= Official Handbook of Stations =

The Official Handbook of Stations was a large book (13 × 8 in, 494 pages) listing all the passenger and goods stations, as well as private sidings, on the railways of Great Britain and Ireland. It was published in 1956 by the British Transport Commission (under the Railway Clearing House name) and provides an historical snapshot of the railways of the time.

Each station or depot was shown against its county, railway region (including its pre-grouping company), and parent station. If the station had a crane then its weight limit was also shown in tons & cwt.

==Classes of traffic==
In six columns the classes of traffic handled at the station was shown as follows:

Column 1 - G = Goods Traffic

Column 1 - G* = Coal Class, Mineral and Station-to-Station Traffic in Truck Loads.

Column 2 - P = Passenger, Parcels & Miscellaneous Traffic.

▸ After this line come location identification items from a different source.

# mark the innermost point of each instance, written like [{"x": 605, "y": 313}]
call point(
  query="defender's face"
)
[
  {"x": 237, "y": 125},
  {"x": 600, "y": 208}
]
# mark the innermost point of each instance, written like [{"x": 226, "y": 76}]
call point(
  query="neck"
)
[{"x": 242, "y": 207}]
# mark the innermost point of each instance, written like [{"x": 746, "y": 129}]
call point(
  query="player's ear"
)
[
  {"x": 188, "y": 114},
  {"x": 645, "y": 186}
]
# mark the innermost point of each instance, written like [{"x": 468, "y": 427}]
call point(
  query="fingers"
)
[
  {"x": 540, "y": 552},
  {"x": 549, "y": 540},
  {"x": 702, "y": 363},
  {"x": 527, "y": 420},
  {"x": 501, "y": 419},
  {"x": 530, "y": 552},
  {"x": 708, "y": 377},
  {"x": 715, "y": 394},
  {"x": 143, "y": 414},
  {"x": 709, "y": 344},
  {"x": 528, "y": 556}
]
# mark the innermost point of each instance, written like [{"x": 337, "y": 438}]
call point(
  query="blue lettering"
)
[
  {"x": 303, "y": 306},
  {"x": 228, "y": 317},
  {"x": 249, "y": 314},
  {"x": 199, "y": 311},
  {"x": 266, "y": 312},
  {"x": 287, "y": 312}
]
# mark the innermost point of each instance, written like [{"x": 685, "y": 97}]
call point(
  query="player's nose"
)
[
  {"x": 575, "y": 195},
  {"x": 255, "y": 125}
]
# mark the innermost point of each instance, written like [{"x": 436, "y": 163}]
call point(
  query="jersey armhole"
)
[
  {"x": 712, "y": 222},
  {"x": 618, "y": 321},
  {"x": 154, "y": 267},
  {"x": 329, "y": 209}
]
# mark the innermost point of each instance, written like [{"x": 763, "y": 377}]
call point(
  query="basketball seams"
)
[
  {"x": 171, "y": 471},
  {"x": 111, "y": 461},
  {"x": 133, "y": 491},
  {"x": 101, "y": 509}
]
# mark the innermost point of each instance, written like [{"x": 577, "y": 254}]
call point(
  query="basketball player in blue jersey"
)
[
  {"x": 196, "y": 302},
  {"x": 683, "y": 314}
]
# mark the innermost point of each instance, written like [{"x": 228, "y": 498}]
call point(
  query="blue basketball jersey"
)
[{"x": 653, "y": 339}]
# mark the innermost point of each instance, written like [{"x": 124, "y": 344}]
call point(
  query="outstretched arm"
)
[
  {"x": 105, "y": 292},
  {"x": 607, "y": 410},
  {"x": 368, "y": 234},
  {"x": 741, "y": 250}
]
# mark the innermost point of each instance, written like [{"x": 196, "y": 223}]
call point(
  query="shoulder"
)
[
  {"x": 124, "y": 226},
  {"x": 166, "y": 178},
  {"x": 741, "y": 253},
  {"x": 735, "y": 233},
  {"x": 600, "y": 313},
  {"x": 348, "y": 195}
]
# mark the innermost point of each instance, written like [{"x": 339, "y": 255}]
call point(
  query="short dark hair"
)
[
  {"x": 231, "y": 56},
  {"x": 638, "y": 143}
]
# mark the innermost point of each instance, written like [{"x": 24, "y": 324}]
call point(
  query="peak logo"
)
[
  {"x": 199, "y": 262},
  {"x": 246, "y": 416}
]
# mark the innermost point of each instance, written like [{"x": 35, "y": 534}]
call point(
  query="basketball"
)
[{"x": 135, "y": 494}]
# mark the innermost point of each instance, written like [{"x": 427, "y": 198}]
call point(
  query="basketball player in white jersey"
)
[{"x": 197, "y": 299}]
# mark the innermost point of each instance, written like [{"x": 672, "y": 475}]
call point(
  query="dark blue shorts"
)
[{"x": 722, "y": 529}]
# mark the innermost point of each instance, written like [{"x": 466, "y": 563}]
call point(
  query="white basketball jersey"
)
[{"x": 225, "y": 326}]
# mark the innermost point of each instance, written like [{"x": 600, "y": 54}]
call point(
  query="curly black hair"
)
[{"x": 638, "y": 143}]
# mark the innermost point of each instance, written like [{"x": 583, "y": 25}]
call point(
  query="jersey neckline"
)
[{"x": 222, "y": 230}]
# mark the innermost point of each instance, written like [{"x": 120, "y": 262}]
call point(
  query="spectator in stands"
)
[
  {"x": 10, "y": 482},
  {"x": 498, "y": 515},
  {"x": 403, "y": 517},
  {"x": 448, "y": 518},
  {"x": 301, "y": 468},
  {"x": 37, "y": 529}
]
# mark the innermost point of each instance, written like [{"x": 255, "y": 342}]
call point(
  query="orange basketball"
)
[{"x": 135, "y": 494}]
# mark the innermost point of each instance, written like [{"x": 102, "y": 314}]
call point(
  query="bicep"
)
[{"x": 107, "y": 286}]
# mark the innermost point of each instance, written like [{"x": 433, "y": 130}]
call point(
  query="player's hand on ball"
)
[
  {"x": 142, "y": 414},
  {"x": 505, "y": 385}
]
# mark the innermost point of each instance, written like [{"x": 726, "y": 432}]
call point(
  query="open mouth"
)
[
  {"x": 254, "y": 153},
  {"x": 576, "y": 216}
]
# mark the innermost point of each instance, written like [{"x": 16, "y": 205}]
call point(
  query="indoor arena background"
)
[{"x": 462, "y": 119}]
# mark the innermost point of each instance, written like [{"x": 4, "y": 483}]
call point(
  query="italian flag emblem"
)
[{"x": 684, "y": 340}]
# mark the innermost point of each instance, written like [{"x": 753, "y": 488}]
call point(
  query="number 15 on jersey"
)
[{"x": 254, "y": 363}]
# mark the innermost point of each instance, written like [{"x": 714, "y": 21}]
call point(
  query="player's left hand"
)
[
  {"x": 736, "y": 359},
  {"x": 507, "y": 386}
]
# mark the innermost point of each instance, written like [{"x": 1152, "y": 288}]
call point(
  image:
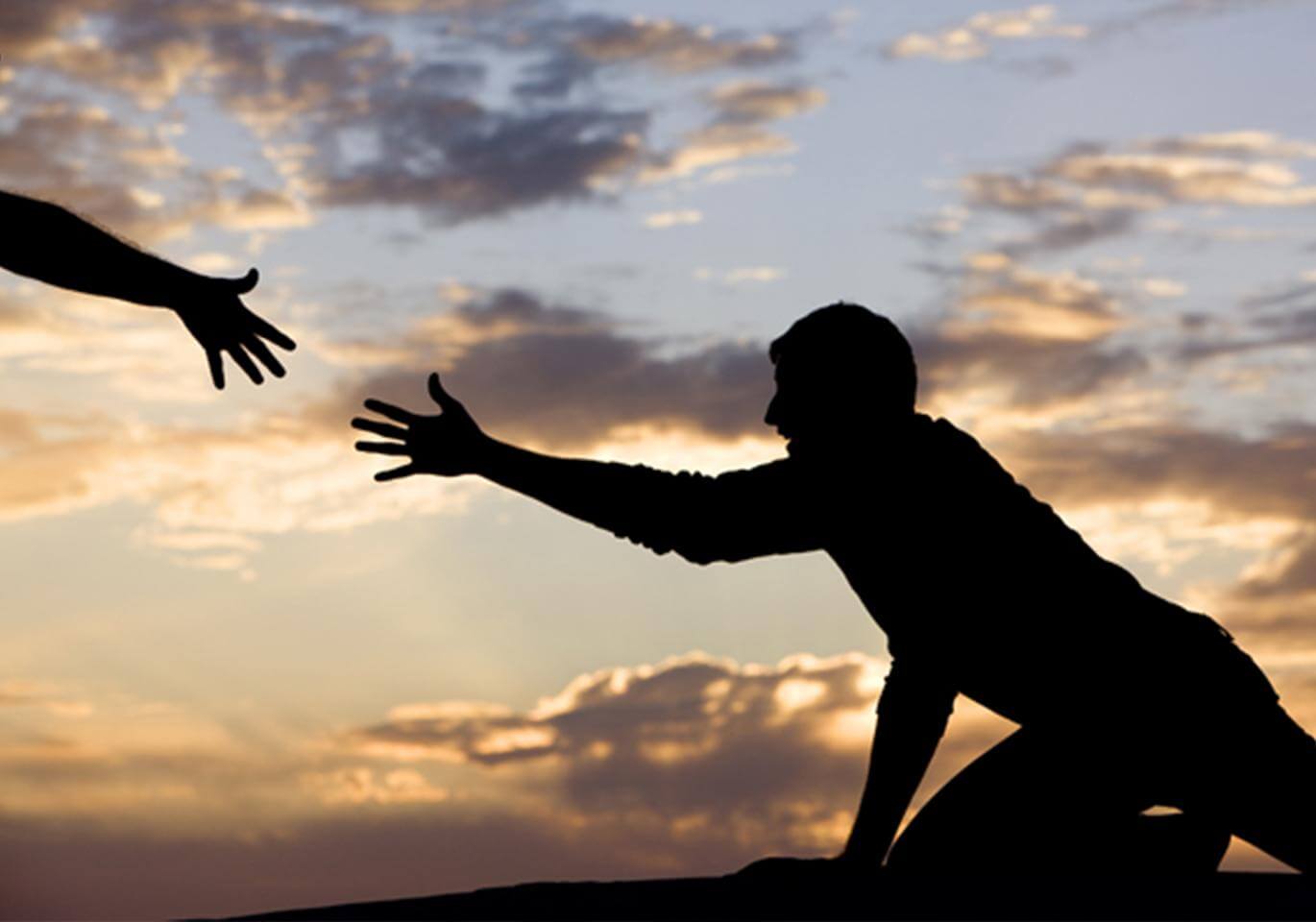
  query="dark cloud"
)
[
  {"x": 672, "y": 46},
  {"x": 1090, "y": 191},
  {"x": 1034, "y": 373},
  {"x": 458, "y": 160},
  {"x": 693, "y": 743},
  {"x": 565, "y": 376}
]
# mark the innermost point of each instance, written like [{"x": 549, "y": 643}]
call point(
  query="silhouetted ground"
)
[{"x": 1226, "y": 896}]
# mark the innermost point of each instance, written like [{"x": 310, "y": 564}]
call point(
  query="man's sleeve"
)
[{"x": 733, "y": 516}]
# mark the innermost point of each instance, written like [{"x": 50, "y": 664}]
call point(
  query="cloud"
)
[
  {"x": 564, "y": 376},
  {"x": 674, "y": 46},
  {"x": 458, "y": 160},
  {"x": 975, "y": 36},
  {"x": 757, "y": 102},
  {"x": 1030, "y": 340},
  {"x": 715, "y": 145},
  {"x": 1091, "y": 192},
  {"x": 704, "y": 747},
  {"x": 209, "y": 492},
  {"x": 664, "y": 220},
  {"x": 351, "y": 120},
  {"x": 693, "y": 765},
  {"x": 1181, "y": 178}
]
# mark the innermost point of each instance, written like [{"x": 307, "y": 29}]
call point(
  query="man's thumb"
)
[
  {"x": 246, "y": 283},
  {"x": 438, "y": 395}
]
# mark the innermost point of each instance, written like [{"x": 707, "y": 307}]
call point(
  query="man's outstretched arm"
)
[
  {"x": 701, "y": 519},
  {"x": 53, "y": 245}
]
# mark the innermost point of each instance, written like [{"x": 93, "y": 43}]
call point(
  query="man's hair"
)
[{"x": 850, "y": 344}]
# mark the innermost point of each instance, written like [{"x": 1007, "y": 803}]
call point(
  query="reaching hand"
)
[
  {"x": 220, "y": 321},
  {"x": 448, "y": 444}
]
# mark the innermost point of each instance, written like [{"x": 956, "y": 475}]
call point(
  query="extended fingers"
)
[
  {"x": 404, "y": 471},
  {"x": 263, "y": 328},
  {"x": 245, "y": 363},
  {"x": 383, "y": 448},
  {"x": 263, "y": 354},
  {"x": 378, "y": 427},
  {"x": 216, "y": 362}
]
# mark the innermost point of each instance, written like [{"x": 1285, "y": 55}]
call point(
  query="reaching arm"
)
[
  {"x": 911, "y": 718},
  {"x": 731, "y": 517},
  {"x": 56, "y": 246}
]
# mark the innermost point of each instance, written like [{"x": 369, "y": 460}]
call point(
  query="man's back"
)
[{"x": 978, "y": 586}]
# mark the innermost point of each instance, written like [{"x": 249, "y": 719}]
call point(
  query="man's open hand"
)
[
  {"x": 448, "y": 444},
  {"x": 217, "y": 319}
]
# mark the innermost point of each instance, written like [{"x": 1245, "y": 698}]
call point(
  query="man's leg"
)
[
  {"x": 1053, "y": 805},
  {"x": 1262, "y": 784}
]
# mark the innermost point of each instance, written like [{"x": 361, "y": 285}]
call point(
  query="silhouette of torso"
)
[{"x": 981, "y": 588}]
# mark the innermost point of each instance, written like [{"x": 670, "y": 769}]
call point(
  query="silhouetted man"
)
[
  {"x": 1124, "y": 700},
  {"x": 46, "y": 242}
]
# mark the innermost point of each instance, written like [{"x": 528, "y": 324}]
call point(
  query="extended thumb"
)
[
  {"x": 246, "y": 283},
  {"x": 437, "y": 394}
]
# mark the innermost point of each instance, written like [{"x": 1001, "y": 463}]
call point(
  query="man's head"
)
[{"x": 839, "y": 369}]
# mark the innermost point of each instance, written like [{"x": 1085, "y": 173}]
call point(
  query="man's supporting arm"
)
[
  {"x": 53, "y": 245},
  {"x": 911, "y": 719}
]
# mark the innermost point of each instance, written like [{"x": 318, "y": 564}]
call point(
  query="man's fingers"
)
[
  {"x": 378, "y": 427},
  {"x": 438, "y": 395},
  {"x": 383, "y": 448},
  {"x": 404, "y": 471},
  {"x": 216, "y": 362},
  {"x": 263, "y": 328},
  {"x": 395, "y": 413},
  {"x": 263, "y": 355},
  {"x": 246, "y": 365}
]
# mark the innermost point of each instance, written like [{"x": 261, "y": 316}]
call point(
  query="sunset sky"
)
[{"x": 237, "y": 673}]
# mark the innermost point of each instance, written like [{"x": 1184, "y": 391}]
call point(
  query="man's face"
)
[{"x": 796, "y": 408}]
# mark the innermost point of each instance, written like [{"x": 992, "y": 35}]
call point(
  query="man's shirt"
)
[{"x": 981, "y": 588}]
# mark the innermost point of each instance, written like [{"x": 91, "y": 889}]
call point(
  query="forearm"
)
[
  {"x": 578, "y": 487},
  {"x": 58, "y": 248}
]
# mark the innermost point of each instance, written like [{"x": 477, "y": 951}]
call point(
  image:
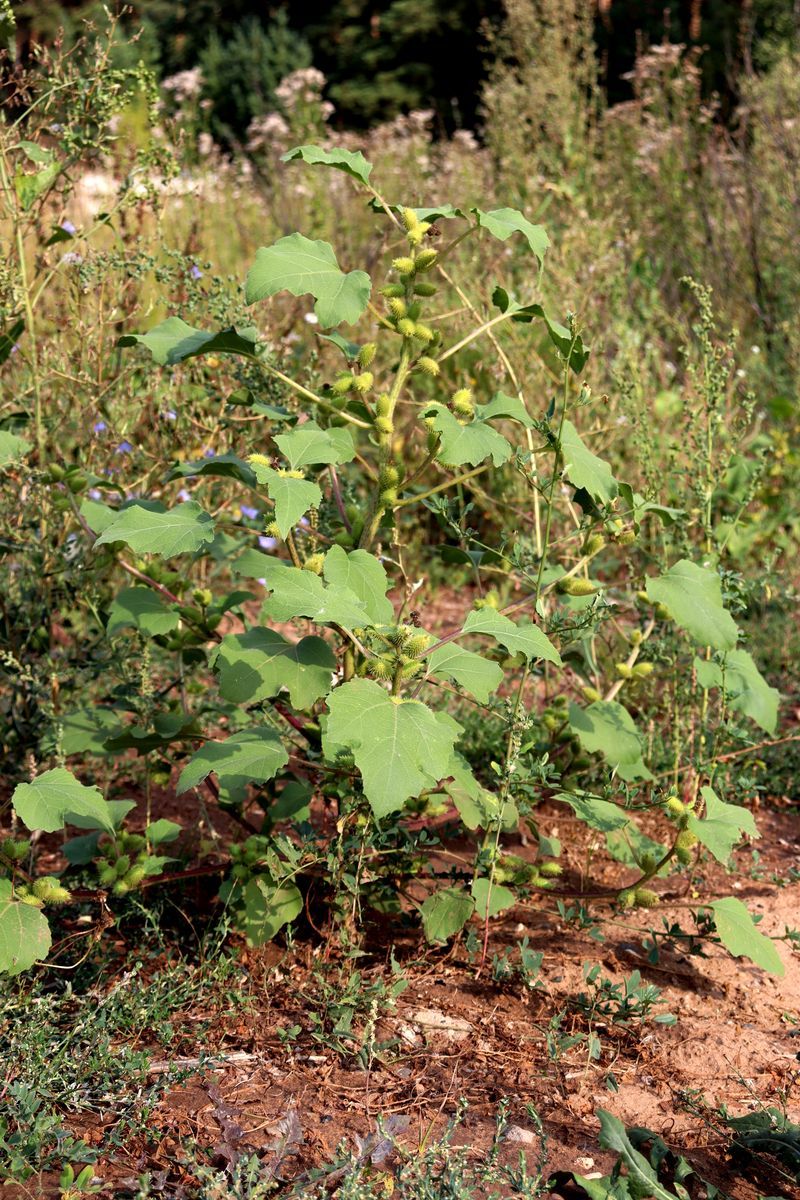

Column 2 - P* = Passenger, but not Parcels & Miscellaneous Traffic.

Column 2 - P† = Parcels & Miscellaneous Traffic (i.e. not Passengers).

Column 3 - F = Furniture Vans, Carriages, Motor Cars, Portable Engines and Machines on Wheels.

Column 4 - L = Livestock

Column 5 - H = Horse Boxes and Prize Cattle Vans.

Column 6 - C = Carriages and Motor Cars by Passenger or Parcels Train.